TWO olive-branches—silver; two candelabra,—gold:
Precious as only tried and precious things
Are of their essence bold,
The Roman John and Paul—young heads together—
Pray on, nor is there any question whether
The image that the Emperor's Præfect brings
For worship will be worshipped, for already
The service of their ritual is so steady
It is as day moving to noon, and moving to night's fold.
In one white, empty chamber two brethren, yet as one,
And as a sepulchre their home made bare.
Ye ask what they have done?
And the poor answer, “These would have no treasure
Save this, that they can die.” O solemn pleasure
To see their home a casket everywhere
Wrought for their hour of death! Gone the slow mornings
Through which they wearied out the Emperor's warnings!
Now they would hold their jewel safe in their white walls, with prayer.

53

The silence! One can listen how the gold morning sun
Sings through the air, the hush is grown so fine.
Steps!—Thus intrusive run
Rain-storms on solitudes—A white-flashed gleaming!
The brow of Jove, the cloud-white hair, the beaming
Cloud-swirl of beard!
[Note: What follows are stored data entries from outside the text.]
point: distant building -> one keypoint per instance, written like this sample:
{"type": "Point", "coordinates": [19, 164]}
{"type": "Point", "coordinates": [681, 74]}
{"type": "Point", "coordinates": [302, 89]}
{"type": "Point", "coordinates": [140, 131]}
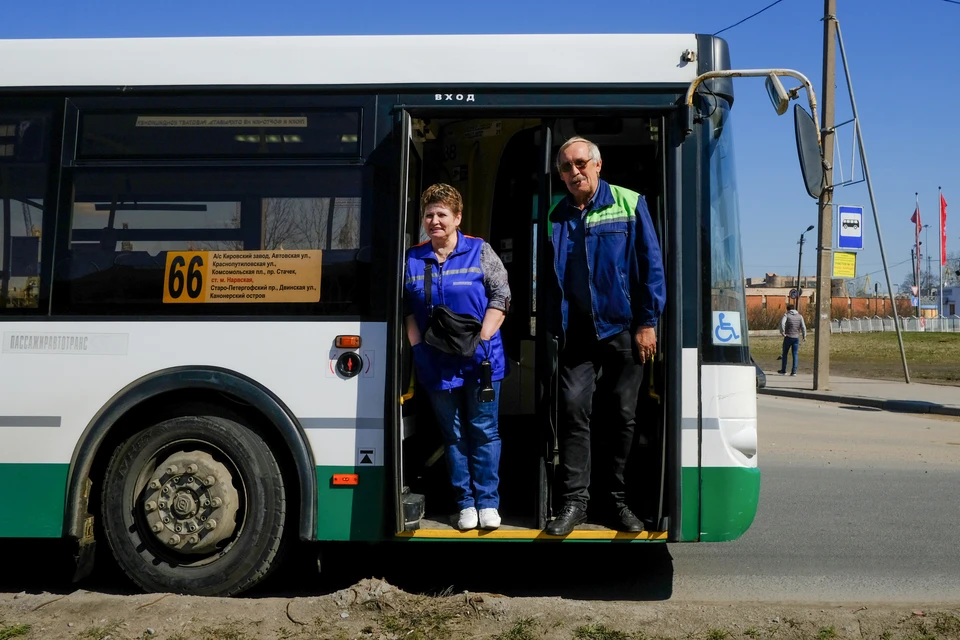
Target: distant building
{"type": "Point", "coordinates": [951, 300]}
{"type": "Point", "coordinates": [773, 291]}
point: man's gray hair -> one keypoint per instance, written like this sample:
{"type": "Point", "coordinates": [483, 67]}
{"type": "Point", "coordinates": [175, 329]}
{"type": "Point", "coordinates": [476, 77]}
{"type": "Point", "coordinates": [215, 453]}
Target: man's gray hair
{"type": "Point", "coordinates": [591, 147]}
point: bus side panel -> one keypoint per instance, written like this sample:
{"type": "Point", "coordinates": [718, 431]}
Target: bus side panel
{"type": "Point", "coordinates": [730, 478]}
{"type": "Point", "coordinates": [690, 446]}
{"type": "Point", "coordinates": [32, 499]}
{"type": "Point", "coordinates": [56, 376]}
{"type": "Point", "coordinates": [352, 512]}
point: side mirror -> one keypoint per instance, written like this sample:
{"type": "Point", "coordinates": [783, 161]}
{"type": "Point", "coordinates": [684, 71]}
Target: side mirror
{"type": "Point", "coordinates": [808, 149]}
{"type": "Point", "coordinates": [778, 95]}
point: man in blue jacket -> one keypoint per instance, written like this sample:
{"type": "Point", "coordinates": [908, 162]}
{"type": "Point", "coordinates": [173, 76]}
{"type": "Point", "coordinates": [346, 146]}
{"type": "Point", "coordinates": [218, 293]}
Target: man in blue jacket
{"type": "Point", "coordinates": [608, 280]}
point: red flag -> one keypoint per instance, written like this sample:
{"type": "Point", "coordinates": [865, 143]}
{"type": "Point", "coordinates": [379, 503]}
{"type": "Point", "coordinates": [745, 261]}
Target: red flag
{"type": "Point", "coordinates": [943, 231]}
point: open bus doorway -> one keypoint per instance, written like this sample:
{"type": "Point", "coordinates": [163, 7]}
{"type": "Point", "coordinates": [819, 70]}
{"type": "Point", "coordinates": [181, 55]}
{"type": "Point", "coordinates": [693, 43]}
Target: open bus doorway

A voice that bids, “Incline,
And offer homage!” . . . How the silence tingles!
The sun with air in call and echo mingles:
Those brethren of closed senses—peace! they have made no sign.
They had not sought to gather, even for the sick and poor,
The lilies of their garden—head by head,
The older with the newer—
Nor violet-roots from Pæstum, the weaved roses.
And now the garden of their home uncloses
To cover into secrecy the dead:
Deep hidden by the roses they had watered,
Lying together sanctified and slaughtered,
Their blood upon them underground, above the rose-leaves spread.
Lured, as the demons wander, demons sore afraid,
Unclean, tormented, and that do not cease
Their rending cries for aid,

54

The son of him who slew the saints, by daytime
Wandering, by night, that garden in the Maytime,
Is cured of his distraction and at peace:
Then glad Terentius, coming to the garden,
Of which his well-belovèd is the warden,
Plucketh a reed to glorify the martyrs he hath made.